The approximation algorithm is used to calculate the lower bound and the solution generated by the approximation algorithm is less than twice the size of the true optimal solution. The lower bound is at least half the size of the true optimal solution and the optimal lower bound should be exactly half the size of the current best solution from the branch and bound algorithm.

5.2 Hill climbing

The hill climbing algorithm also performs well for all test samples, with the largest test graph solved in less than one minute. Errors are relatively controlled, with less than 7% for all test graphs and a few that can reach 0% error.

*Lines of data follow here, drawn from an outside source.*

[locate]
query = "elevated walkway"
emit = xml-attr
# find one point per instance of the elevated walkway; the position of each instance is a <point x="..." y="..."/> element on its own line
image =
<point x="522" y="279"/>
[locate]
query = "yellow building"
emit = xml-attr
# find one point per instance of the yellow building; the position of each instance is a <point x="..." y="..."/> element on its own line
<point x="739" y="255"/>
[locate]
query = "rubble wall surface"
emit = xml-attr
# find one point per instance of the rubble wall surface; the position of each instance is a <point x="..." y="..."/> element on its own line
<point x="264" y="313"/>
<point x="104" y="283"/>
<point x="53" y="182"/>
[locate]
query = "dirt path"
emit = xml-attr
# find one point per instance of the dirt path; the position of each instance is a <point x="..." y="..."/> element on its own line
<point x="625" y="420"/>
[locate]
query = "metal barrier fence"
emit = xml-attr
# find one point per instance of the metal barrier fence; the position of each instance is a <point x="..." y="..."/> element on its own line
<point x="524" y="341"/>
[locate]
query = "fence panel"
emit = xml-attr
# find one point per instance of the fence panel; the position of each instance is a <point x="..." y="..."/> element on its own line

This algorithm is an efficient way to find the minimum vertex cover, when accuracy is not strictly required to lie within a percentage.

5.3 Simulated annealing

The simulated annealing algorithm returns relatively accurate results. By occasionally accepting a worse solution, it runs for a longer time than hill climbing. In exchange, it can escape from local minimas and make another attempt at finding the global minima. However, this random element also deeply affects the data we gathered. Ranging from 0% to 7% in no particular trend, we found no relationship between relative error and input data size.